The City of Rossland wants to hire someone to help make the city a better place for seniors.
It’s part of the ongoing Age-Friendly Community initiative started last year by the city.
Council passed a motion last week to have the city apply for a $15,000 grant to hire an Age-Friendly Community co-ordinator next year.
The money would come from a fund managed by the Union of B.C. Municipalities (UBCM).
“The vision for it ultimately is that Rossland, Warfield and Trail share a co-ordinator — that’s the goal eventually,” said Mayor Kathy Moore.
“But maybe we can get something going in Rossland, and then expand it to the other communties.
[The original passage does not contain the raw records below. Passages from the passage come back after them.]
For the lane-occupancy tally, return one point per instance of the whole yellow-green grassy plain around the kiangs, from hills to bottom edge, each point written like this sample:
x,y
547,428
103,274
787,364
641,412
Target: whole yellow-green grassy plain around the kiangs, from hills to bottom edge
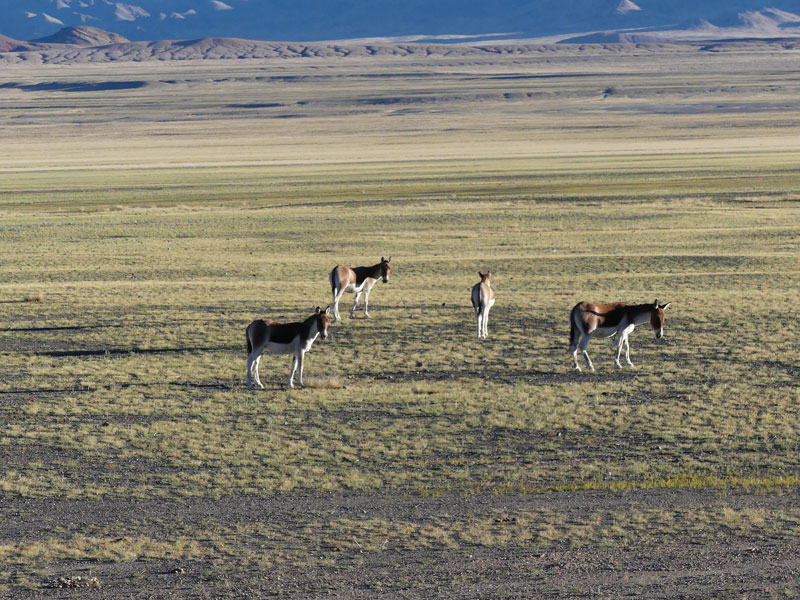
x,y
149,212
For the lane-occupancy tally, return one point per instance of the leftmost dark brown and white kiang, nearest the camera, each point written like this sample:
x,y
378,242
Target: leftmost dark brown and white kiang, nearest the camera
x,y
284,338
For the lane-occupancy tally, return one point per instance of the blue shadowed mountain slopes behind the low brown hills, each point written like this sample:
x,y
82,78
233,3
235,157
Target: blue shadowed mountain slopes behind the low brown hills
x,y
318,20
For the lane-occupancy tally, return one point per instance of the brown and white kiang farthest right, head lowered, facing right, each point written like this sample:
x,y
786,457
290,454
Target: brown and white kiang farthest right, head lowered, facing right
x,y
588,320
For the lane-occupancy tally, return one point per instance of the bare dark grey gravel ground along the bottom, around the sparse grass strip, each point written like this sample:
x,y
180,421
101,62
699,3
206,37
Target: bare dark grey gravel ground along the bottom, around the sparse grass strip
x,y
677,566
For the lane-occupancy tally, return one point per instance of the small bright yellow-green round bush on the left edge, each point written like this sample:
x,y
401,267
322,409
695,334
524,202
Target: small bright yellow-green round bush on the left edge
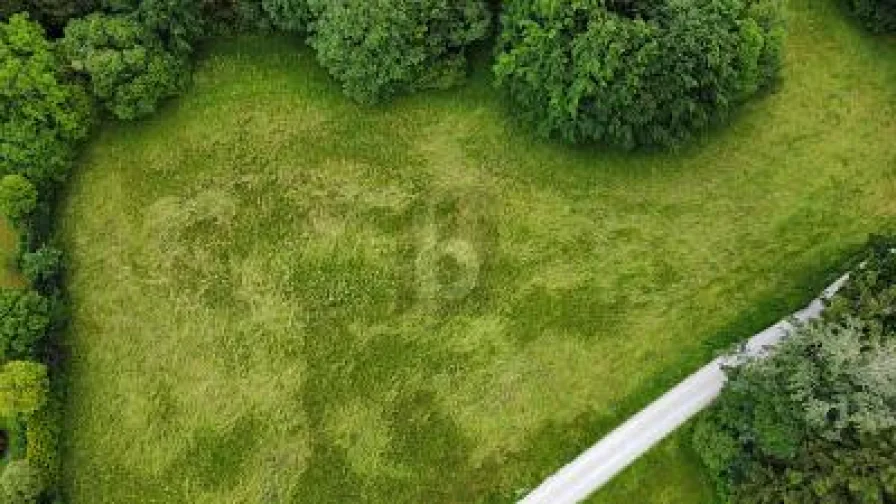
x,y
24,387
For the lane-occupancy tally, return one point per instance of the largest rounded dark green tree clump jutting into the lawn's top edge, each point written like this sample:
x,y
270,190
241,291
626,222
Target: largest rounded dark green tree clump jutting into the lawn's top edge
x,y
635,72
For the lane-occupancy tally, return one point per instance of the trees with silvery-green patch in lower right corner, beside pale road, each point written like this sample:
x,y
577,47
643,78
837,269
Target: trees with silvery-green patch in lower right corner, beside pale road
x,y
816,421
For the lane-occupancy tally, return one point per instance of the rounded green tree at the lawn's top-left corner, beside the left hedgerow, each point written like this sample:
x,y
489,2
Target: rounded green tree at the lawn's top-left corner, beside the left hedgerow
x,y
129,70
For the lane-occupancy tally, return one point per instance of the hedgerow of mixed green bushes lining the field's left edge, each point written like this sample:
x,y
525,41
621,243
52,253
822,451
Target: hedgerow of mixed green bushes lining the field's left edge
x,y
44,115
That would be great.”
The co-ordinator job “is to create a go-to person for both seniors to gather information on programs and services available in their community, and for programs to go to for advice or direction on the needs of seniors,” according to the grant application to the UBCM.
“This person will also work as an advocate for seniors as part of larger ongoing regional projects like housing and transportation, to ensure their future needs are being included in future plans.”
The Age-Friendly Community project is a one-year trial project intended to better meet the needs of seniors in Rossland and the region. The city hopes the project will show the need for an ongoing joint regional project, with funding by each community in the region and other Columbia Basin programs.
The last council approved a plan to set aside between $15,000 and $20,000 for a co-ordinator to implement the Age-Friendly Community Action Plan. The UBCM grant would top up that fund,with $5,000 to pay the co-ordinator and $10,000 earmarked for programming.
Moore said if the city doesn’t get the grant, it likely won’t hire the co-ordinator.